In recognition of the significant and impactful contributions to Singapore's development by the research project entitled Development of Intelligent Techniques for Modeling, Controlling and Optimising Complex Manufacturing Systems, Professor Er won the Institution of Engineers, Singapore (IES) Prestigious Engineering Achievement Award 2011. Under his leadership, the NTU Team emerged first runner-up in the Freescale Technology Forum Design Challenge 2008. The NTU is the only Asian Team among the top three positions at the first Freescales first green engineering design contest, reaffirming NTUs strength in design, creativity and innovation. He is also the only dual winner in Singapore IES Prestigious Publication Award in Application (1996) and IES Prestigious Publication Award in Theory (2001). He received the Teacher of the Year Award for the School of EEE in 1999, School of EEE Year 2 Teaching Excellence Award in 2008 and the Most Zealous Professor of the Year Award 2009. He also received the Best Session Presentation Award at the World Congress on Computational Intelligence in 2006. On top of this, he has more than 40 awards at international and local competitions.

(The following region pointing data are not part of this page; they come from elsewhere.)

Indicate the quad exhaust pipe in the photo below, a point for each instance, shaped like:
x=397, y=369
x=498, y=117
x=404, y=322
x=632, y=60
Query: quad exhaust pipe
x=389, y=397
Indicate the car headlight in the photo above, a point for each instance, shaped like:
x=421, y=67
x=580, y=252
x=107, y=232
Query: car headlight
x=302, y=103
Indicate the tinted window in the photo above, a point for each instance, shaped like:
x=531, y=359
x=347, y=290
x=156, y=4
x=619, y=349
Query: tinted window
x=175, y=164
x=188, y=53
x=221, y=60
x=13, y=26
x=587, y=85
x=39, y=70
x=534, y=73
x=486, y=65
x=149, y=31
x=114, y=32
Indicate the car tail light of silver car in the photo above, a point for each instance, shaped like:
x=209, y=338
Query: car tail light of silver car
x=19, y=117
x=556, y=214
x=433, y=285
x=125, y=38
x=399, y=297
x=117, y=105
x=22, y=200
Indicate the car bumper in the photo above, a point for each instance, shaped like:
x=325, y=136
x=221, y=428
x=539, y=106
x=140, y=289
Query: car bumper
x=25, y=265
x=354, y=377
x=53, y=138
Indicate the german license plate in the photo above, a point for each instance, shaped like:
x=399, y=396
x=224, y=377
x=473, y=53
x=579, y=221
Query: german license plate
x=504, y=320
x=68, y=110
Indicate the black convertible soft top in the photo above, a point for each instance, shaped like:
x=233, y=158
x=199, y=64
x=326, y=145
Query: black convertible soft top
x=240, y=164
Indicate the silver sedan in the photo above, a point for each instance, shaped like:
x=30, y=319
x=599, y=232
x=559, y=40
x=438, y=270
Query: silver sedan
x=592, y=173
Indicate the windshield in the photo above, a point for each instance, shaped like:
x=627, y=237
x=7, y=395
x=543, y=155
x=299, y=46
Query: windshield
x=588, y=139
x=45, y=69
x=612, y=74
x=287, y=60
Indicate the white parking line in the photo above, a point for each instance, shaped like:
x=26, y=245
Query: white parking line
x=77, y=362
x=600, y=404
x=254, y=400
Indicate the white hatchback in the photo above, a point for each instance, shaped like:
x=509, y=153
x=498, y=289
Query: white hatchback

Currently, Professor Er serves as the Editor-in-Chief of the International Journal of Electrical and Electronic Engineering and Telecommunications, an Area Editor of International Journal of Intelligent Systems Science and an Associate Editor of 11 refereed international journals, namely International Journal of Fuzzy Systems, Neurocomputing, International Journal of Humanoid Robots, Journal of Robotics, International Journal of Mathematical Control Science and Applications, International Journal of Applied Computational Intelligence and Soft Computing, International Journal of Fuzzy and Uncertain Systems, International Journal of Automation and Smart Technology, International Journal of Modeling, Simulation and Scientific Computing, International Journal of Intelligent Information Processing and the Open Electrical and Electronic Engineering Journal. Furthermore, he served as an Associate Editor of IEEE Transactions on Fuzzy Systems from 2006 to 2011 and a Guest Editor of International Journal of Neural Systems.
Professor Er has been invited to deliver more than 60 keynote speeches and invited talks overseas. He has also been active in professional bodies. Currently, he is the Vice-Chairman of IEEE Computational Intelligence Society (CIS) Standards Committee, Chairman of IEEE Computational Intelligence Society Singapore Chapter and Chairman of IES Electrical and Electronic Engineering Technical Committee. Under his leadership, the IEEE CIS Singapore Chapter won the CIS Outstanding Chapter Award 2012. The Singapore Chapter is the first chapter in Asia to win the award since it was inaugurated in 2006. In recognition of his outstanding contribution to IES, he was awarded the IES Silver Medal in 2011.
Professor Er Meng Joo's areas of expertise are intelligent control theory and applications, fuzzy logic and neural networks and robotics and automation. His current works focus on control theory and applications, fuzzy logic and neural networks, computational intelligence, cognitive systems, robotics and automation, sensor networks and biomedical engineering.